Figure 5. The learning result of the opening strategy in white’s perspective in first turn.
N-visit (test period) is set to 300.
X: number of recommended move; Y: percent of the recommended move wins
The epsilon greedy algorithm in short term is better than the A/B testing. When epsilon is equal to 0.1, it converges faster but only converges around 70%. This is because the epsilon greedy algorithm balances the exploration and exploitation through epsilon. The epsilon value decides the fraction of time the algorithm will be used on exploration, but this fraction is constant for the same bandit.

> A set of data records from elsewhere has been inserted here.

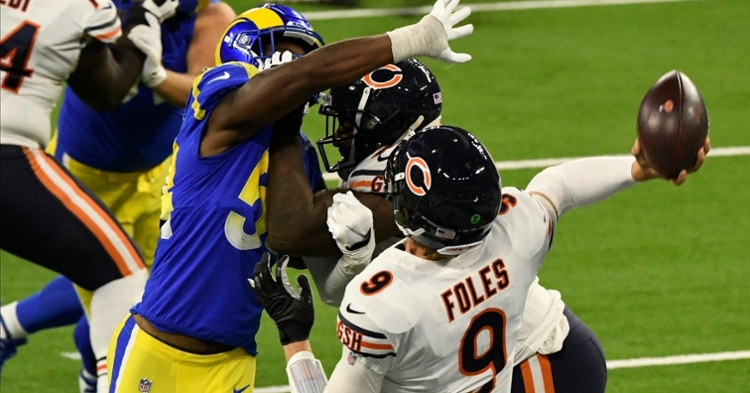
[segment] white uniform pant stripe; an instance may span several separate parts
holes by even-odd
[[[133,258],[133,255],[129,252],[128,246],[123,240],[115,233],[112,226],[108,224],[107,220],[102,217],[95,209],[91,207],[78,193],[55,171],[45,159],[45,154],[41,149],[29,149],[34,155],[34,159],[39,168],[44,172],[47,177],[57,186],[70,200],[96,224],[96,226],[104,233],[107,240],[114,246],[117,253],[125,264],[127,265],[130,272],[137,272],[141,270],[138,262]]]

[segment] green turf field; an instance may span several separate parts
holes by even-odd
[[[255,4],[230,1],[238,12]],[[413,6],[430,1],[361,1]],[[322,10],[330,7],[300,7]],[[316,21],[328,42],[381,33],[418,17]],[[708,107],[714,147],[750,146],[750,2],[691,1],[476,13],[453,45],[464,65],[430,61],[444,122],[473,131],[497,160],[627,153],[643,94],[680,69]],[[310,116],[305,130],[322,136]],[[566,215],[543,285],[599,336],[608,359],[750,349],[750,156],[709,158],[682,187],[654,181]],[[523,187],[538,169],[504,171]],[[2,254],[0,296],[29,295],[54,277]],[[318,305],[312,341],[330,373],[340,356],[334,308]],[[73,392],[72,329],[39,333],[2,375],[2,392]],[[277,333],[258,337],[258,387],[285,385]],[[612,370],[608,392],[750,392],[750,360]],[[744,371],[743,371],[744,370]]]

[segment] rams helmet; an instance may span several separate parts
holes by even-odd
[[[458,127],[429,127],[402,141],[384,177],[396,224],[440,254],[479,246],[500,211],[500,175],[492,157]]]
[[[279,40],[293,40],[305,53],[325,44],[302,14],[267,3],[243,12],[227,27],[216,48],[216,64],[240,61],[255,65],[276,52]]]
[[[435,76],[417,59],[381,67],[351,84],[331,88],[321,100],[326,136],[318,150],[328,172],[347,171],[382,146],[398,142],[407,132],[439,124],[443,96]],[[336,135],[338,123],[354,127],[346,138]],[[344,157],[331,163],[325,147],[351,139]]]

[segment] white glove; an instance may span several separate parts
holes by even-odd
[[[274,52],[271,57],[265,59],[257,59],[255,61],[259,71],[270,70],[271,68],[278,67],[284,63],[289,63],[294,60],[294,54],[289,51]]]
[[[372,212],[348,191],[333,196],[328,208],[328,231],[344,254],[339,259],[348,273],[359,273],[367,267],[375,251]]]
[[[178,0],[143,0],[142,4],[146,11],[159,19],[159,23],[173,16],[177,12],[177,6],[179,5],[180,2]]]
[[[428,56],[448,63],[465,63],[471,55],[455,53],[448,41],[466,37],[474,32],[471,24],[454,28],[471,15],[469,7],[453,12],[460,0],[437,0],[432,11],[417,24],[388,32],[391,38],[393,62],[414,56]]]
[[[148,87],[158,86],[167,79],[167,70],[161,64],[161,25],[159,20],[146,13],[148,25],[136,25],[128,33],[128,39],[146,55],[141,71],[141,81]]]

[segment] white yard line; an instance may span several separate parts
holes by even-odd
[[[530,10],[539,8],[568,8],[568,7],[586,7],[602,5],[623,5],[623,4],[646,4],[646,3],[674,3],[681,1],[699,1],[699,0],[538,0],[538,1],[510,1],[503,3],[483,3],[471,4],[466,3],[464,6],[470,6],[472,12],[487,11],[512,11],[512,10]],[[357,10],[336,10],[336,11],[310,11],[303,14],[309,20],[333,20],[333,19],[351,19],[351,18],[372,18],[377,16],[403,16],[403,15],[426,15],[432,10],[432,6],[424,7],[404,7],[404,8],[371,8]]]
[[[741,359],[750,359],[750,351],[702,353],[695,355],[664,356],[659,358],[610,360],[607,362],[607,368],[612,370],[617,368],[671,366],[677,364],[719,362],[723,360]],[[255,388],[254,391],[255,393],[289,393],[289,386],[268,386],[264,388]]]
[[[607,369],[613,370],[616,368],[673,366],[676,364],[720,362],[723,360],[741,359],[750,359],[750,351],[701,353],[694,355],[663,356],[659,358],[610,360],[607,362]],[[259,391],[256,389],[256,392]]]
[[[750,155],[750,146],[737,147],[716,147],[708,153],[709,157],[730,157]],[[618,155],[617,157],[625,157]],[[561,157],[561,158],[541,158],[536,160],[518,160],[518,161],[495,161],[495,167],[498,170],[510,169],[529,169],[529,168],[546,168],[548,166],[560,165],[562,163],[587,157]],[[323,178],[326,181],[338,180],[335,173],[324,173]]]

When the epsilon value is set to 0.02, it will spend more time on exploration but the curve converges at a higher position which resulted in a better performance in long term.
In Figure 5, it seems that A/B testing achieved a better result than the epsilon greedy in long term even for the epsilon value set to 0.02. However, epsilon greed is still a better algorithm. The reason for this is that the test period is small. The n\_visit is set to 300 in Figure 5. When the test period sets to a larger value, 2000; in Figure 6, the performance of the epsilon greedy and Thompson sampling is not affected, but the A/B testing is hugely affected. It is obvious that epsilon greedy was way better than the A/B testing.
Thompson sampling is the best one out of all the three algorithms in both the short term and long term. It is because of its dynamic rate of exploration. It will explore more often in the beginning and explore less often through time, thus giving it high performance in both the short term and the long term.
Figure 6. The learning result of the opening strategy in white’s perspective in first turn.
N-visit (test period) is set to 2000.
X: number of recommended moves; Y: percent of the recommended move wins
Since Thompson sampling has the best performance, it is chosen to analyze the result. First, the ten openings which have the highest mean reward was chosen, and I use the stack plot to plot out the graph.
Figure 7. Thompson Sampling result of the white opening strategy.
X: number of recommended move; Y: percent of the recommended move wins
In Figure 7, it is obvious to see that the first seven openings all achieved a win rate of around 70 to 80%. The last three openings have decreasing win rate. Among all of those, Tarrasch Defense is the opening that achieves the highest win rate. The result of all the experiments showed the recommended strong opening for the white side, and showed the Thompson sampling algorithm's performance.
5. Conclusion
In conclusion, this paper uses three multi-armed bandit algorithms to analyze the opening in chess. Simulations of the chess opening move clearly demonstrated that all three algorithms can reduce regret. Among these algorithms, Thompson sampling has the best performance overall. However, based on the No Free Launch Theorem, different situations still require different algorithms. Sometimes we want the algorithm to converge faster and sometimes we want better overall results. Even A/B tests are still a good tool to use in some situations. An important consideration is that the bandits algorithm will reduce the inferior usage which takes a longer time to establish the statistical significance of their performance. So programmers need to consider the trade-off of these algorithms for different situations.
This paper also uses the Thompson sampling to find out the most recommended opening for white. This paper still has room for improvement. The reward is from the white's perspective, and it also can be done from the black's perspective by reversing the reward. The paper also only analyses the opening. A good opening might give one advantage, but it does not mean it can help you win the game easily. Besides the openings, more steps can be considered and get a more macro view of the whole game.